Which is dumb, but true.

What's sad about all this is, I suspect Block's bile is really an amalgam of what he sees every day — online, on TV, and yes, in the newspaper.

He's come to understand the line has been moved so far by carney barkers like Donald Trump, Colorado's Lauren Boebert, Georgia's Marjorie Taylor Greene, and yes, the gift that keeps on giving, Alamogordo's own Couy Griffin, that there really is no line.

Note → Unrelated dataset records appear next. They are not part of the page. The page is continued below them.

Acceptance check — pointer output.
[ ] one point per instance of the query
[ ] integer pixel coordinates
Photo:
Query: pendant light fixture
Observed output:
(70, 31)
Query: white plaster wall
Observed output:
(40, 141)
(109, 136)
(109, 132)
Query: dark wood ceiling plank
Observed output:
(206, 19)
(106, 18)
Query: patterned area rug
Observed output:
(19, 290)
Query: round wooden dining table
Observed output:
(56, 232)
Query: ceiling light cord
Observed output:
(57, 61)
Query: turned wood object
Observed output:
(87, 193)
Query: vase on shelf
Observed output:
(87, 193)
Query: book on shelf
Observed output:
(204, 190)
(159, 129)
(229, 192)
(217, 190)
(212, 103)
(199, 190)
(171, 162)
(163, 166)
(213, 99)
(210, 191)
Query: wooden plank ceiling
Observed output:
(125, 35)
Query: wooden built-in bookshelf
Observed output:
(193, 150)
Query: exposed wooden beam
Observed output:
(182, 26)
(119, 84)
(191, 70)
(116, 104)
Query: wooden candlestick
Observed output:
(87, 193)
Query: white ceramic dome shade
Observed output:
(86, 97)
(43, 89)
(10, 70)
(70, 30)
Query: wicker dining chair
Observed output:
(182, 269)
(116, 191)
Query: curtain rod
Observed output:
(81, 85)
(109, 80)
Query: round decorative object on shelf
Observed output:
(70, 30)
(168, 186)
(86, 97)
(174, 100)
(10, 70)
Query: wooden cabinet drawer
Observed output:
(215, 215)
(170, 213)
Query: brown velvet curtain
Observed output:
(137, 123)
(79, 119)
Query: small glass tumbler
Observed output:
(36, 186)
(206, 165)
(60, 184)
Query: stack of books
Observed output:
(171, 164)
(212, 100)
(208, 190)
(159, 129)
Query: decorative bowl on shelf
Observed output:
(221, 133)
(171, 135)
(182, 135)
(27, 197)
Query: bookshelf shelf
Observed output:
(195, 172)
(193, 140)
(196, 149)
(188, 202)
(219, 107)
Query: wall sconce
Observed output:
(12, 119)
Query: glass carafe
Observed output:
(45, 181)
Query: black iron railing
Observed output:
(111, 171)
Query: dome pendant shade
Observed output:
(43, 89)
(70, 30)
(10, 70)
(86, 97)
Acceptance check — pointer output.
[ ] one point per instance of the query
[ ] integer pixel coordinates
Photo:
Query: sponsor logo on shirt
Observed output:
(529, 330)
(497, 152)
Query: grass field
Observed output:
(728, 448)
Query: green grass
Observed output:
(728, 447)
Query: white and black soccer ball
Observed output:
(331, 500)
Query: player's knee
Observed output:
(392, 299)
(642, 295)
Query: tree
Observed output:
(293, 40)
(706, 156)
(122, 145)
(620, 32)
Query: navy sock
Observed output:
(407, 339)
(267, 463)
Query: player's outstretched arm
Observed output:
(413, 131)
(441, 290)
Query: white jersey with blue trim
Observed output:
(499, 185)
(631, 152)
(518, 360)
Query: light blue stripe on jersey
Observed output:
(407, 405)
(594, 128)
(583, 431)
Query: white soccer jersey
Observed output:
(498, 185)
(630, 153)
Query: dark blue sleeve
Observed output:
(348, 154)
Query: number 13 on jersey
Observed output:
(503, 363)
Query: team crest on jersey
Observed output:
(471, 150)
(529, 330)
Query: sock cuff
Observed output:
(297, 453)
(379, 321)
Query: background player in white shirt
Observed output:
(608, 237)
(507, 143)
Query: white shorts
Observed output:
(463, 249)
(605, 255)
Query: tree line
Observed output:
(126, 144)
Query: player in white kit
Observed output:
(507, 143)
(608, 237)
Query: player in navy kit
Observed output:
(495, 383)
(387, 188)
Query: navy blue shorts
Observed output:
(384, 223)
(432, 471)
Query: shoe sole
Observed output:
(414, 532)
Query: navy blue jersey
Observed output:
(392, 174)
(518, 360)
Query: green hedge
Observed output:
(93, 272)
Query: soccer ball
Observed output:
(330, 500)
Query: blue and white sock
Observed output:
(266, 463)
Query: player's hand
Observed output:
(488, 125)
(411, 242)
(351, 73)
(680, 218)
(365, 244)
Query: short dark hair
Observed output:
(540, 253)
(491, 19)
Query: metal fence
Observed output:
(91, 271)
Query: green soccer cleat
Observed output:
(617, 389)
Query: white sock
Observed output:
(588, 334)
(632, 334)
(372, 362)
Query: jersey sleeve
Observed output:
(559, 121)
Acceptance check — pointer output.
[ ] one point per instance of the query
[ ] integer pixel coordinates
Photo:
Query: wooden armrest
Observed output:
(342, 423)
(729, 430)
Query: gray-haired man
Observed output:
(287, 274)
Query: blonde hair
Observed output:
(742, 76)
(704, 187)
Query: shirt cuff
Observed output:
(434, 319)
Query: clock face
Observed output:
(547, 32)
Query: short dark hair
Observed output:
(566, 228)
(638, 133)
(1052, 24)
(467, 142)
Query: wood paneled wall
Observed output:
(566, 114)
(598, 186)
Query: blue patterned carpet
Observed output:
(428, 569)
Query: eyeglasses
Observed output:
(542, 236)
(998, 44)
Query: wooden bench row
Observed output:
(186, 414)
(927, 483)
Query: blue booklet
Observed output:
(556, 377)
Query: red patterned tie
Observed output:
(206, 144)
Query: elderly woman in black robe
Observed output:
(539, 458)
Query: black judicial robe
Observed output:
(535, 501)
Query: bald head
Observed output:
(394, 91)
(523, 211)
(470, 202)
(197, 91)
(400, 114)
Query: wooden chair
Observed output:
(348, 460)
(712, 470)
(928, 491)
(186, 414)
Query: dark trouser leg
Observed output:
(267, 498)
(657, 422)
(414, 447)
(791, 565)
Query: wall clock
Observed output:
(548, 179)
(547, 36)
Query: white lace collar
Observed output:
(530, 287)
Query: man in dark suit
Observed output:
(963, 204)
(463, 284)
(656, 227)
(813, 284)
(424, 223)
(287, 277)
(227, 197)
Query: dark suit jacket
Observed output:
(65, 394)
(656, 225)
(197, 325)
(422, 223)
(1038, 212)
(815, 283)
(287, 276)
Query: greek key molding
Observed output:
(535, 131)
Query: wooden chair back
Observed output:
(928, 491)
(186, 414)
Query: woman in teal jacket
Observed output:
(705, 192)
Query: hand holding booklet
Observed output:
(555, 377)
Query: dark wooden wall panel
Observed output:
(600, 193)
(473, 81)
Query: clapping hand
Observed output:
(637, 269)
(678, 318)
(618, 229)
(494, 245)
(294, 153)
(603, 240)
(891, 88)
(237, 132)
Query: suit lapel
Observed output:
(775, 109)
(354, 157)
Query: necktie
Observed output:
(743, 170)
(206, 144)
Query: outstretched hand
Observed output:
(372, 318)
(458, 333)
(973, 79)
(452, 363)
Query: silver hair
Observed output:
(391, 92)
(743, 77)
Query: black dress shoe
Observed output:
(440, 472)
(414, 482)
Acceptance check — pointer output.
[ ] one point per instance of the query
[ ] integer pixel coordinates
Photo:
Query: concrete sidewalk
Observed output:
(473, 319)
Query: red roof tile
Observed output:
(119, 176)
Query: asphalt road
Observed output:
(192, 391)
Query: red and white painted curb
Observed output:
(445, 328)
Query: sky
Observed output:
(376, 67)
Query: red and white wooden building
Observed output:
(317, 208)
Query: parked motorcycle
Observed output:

These attention-hogs know the louder they get, the less choice media knuckleheads like me have: Reporters and their editors have to cover them and what they say. Even if we sometimes plug our olfactory senses while doing so.

And Block, who has his own website, knows that, too. I doubt the Alamogordo Republican is inviting me to Christmas dinner this year, but I'd be the first to acknowledge he's plenty savvy. With a little civility, he could become a productive legislator. Oh, and Santa Fe libs, before you look down your nose at his Southern New Mexico address, remember: Block grew up here, in Progressiveville, USA.

Like many of her opponents, Lujan Grisham is sharp, too. Uber sharp. When the U.S. Supreme Court knocked down Roe v. Wade last summer, she skillfully manipulated the issue to her political advantage, tapping into instinct, her own belief system and undeniable math: New Mexicans who support abortion rights outnumber those who would deny them. And not by a little.

As long as MLG is governor, and as long as any wildcat anti-abortion lawsuit can be corralled in New Mexico without heading to the U.S. Supreme Court, she's holding aces over kings.

The rest? I hope the rest is just sticks and stones.

I hope.

Phill Casaus is editor of The New Mexican.